This is my absolutest most favourite Saree ever! I wanted to wear this at my second wedding reception but couldn’t because of time constraints. The next (and only) time I wore it was at a family wedding and I am 5 months pregnant here.
Fast forward to post delivery, weight gain and neglect has made it difficult for me to wear this beauty again. I am dreaming of a day, hoping that I wear this again in the next 6 months but whenever I embark on a journey to achieve better health and try and get fit, something in my life goes out-of-tune and I spiral into my old habits. I think it is self-fulfilling. I keep dreading that something is going to mess me up and sooner or later, something does. Or maybe it is just bad timing, because the deeper endeavour toward a fit and healthy body should be a never-ending cycle you don’t ever break out of. To inculcate it in your day to day is the hardest part and it is the first step you take towards the betterment of you for the rest of your life.

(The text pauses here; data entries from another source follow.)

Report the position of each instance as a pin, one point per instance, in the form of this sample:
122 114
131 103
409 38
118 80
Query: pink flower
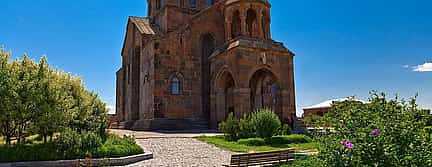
349 145
343 142
376 132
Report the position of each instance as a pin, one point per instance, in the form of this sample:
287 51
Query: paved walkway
165 134
182 152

That’s the hard part though.
That first step.
The first few days of keeping up the pace and energy despite your body and mind telling you to take it down a notch. Despite you wanting to procrastinate and live by ‘let’s start tomorrow’, you ignore all the voices in your head to prove to yourself that you can do it. That’s the win! That’s the win you have been fighting for SO long.
And I don’t remember the last time I gave myself a win. I give myself a pat on the back everytime my toddler says something smart or helps me out but I am also constantly asking myself. Is that enough? Am I satisfied? And I am not. This is not what I had envisioned myself to be.
Yes, I am a happy mother. But I am not a happy person. And that shows in my personality on days when I do nothing at home. Nothing for my daughter, nothing for my husband, nothing for my family and nothing for myself. I have so many ideas. But I have no direction. It’s kind of ironic because my name actually means ‘Direction’ in Hindi.
Irony is laughing in my face right now.
What’s the point of such a realisation at 3 am in the morning? The only takeaway from this is that it’s keeping me awake. And restless. And tomorrow, I might wake up with half the resolve that is burning in me right now. But I see myself yearning more and more nowadays. Indeed that’s a good thing. It shows I have the fire. The fire that sets off and burns momentarily because I fail to fuel it with more oxygen from my end.
How do I plan to keep up the momentum from here, I’ll tell you tomorrow. Because I have hope that the momentum this time around will linger a little time longer.
Funny the train of thought a picture of a Saree can trigger.